1.
Given a square matrix A of size n × n, explain the process of computing its
eigenvalues and eigenvectors. Use the matrix A = (4 1 2 3) to
demonstrate the process. Additionally, discuss how eigenvectors are
utilized in the context of Principal Component Analysis (PCA).
2. Explain the vanishing gradient problem in deep neural networks. How does
it affect the training of deep networks? Describe two techniques that help
mitigate this problem, and explain how they work.
3. Consider a deep feedforward network with 4 hidden layers. Explain how
backpropagation works in this network and derive the expression for the
gradient of the loss function with respect to the weights of the first hidden
layer. Discuss the role of the chain rule in this process.
4. Compare and contrast L1 and L2 regularization in the context of training
deep learning models.

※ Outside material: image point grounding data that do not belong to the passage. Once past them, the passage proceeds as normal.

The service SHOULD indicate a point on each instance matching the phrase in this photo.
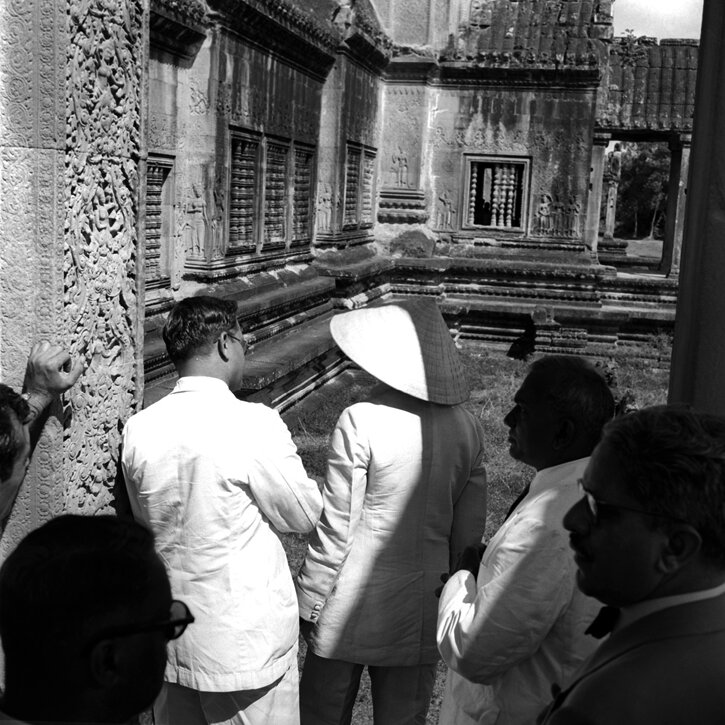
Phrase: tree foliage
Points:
(642, 197)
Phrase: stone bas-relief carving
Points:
(400, 168)
(324, 207)
(558, 217)
(197, 222)
(103, 85)
(445, 218)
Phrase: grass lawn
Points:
(494, 378)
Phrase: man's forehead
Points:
(603, 472)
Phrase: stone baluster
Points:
(472, 195)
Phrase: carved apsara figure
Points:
(324, 208)
(573, 213)
(197, 222)
(446, 211)
(543, 215)
(400, 167)
(557, 217)
(344, 15)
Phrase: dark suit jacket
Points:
(667, 668)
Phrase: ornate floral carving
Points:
(104, 64)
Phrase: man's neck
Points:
(197, 368)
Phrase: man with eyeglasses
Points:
(512, 623)
(649, 542)
(85, 617)
(213, 477)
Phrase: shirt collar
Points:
(193, 383)
(650, 606)
(553, 476)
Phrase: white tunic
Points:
(519, 627)
(211, 475)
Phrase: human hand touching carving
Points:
(49, 373)
(469, 560)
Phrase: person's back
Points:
(85, 616)
(417, 458)
(211, 476)
(196, 484)
(513, 623)
(405, 492)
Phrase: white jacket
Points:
(211, 475)
(519, 627)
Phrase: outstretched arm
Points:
(49, 373)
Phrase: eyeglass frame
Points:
(594, 503)
(242, 341)
(130, 629)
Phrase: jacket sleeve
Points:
(278, 481)
(524, 584)
(343, 495)
(469, 508)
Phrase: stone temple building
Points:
(306, 156)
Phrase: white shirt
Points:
(405, 485)
(211, 475)
(650, 606)
(519, 627)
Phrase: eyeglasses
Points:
(595, 505)
(241, 341)
(180, 617)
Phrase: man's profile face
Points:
(10, 486)
(616, 553)
(532, 424)
(142, 656)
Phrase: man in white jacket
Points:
(211, 475)
(515, 624)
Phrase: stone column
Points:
(698, 356)
(676, 197)
(71, 155)
(594, 202)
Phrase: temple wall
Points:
(547, 130)
(71, 162)
(348, 152)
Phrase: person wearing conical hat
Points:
(405, 493)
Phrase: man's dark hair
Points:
(14, 409)
(65, 581)
(575, 389)
(195, 323)
(673, 462)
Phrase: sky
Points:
(658, 18)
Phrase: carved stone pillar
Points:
(676, 197)
(594, 203)
(71, 155)
(698, 356)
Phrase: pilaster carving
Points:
(105, 58)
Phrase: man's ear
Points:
(682, 544)
(223, 346)
(564, 433)
(104, 663)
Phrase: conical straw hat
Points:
(407, 345)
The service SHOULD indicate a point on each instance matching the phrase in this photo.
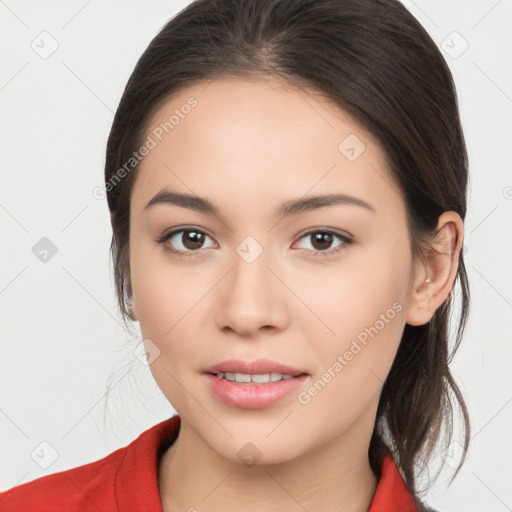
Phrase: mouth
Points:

Explain the mathematical formulation of each and
discuss how these regularization techniques affect the model's weights
and sparsity.
5. Explain the concept of overfitting in deep learning models. Describe three
strategies that can be employed to prevent overfitting during the training
of deep models. Provide an example scenario for each strategy.
6. Explain how a Convolutional Neural Network (CNN) processes an image
from input to output, highlighting the roles of convolutional layers, pooling
layers, and fully connected layers. Provide an example with specific
dimensions, filters, and activation functions. Also, describe how CNNs
differ from traditional fully connected networks in handling image data.
7. A factory produces light bulbs, and it is known that 2% of them are
defective. If you randomly select 10 light bulbs from the production line,
what is the probability that exactly 2 of them are defective? Use the
binomial distribution to calculate the answer.
8. You are training a simple neural network with a single hidden layer. The
network uses a sigmoid activation function, and the loss function is mean
squared error (MSE). Suppose the weights between the input and hidden
layers are W=(0.1 −0.2 0.4 0.5), the biases are b=(0.3 0.1), and the
input is x=(1 −1). Compute the output of the hidden layer and the final
output of the network. Then, calculate the gradient of the loss with respect
to the weights using backpropagation.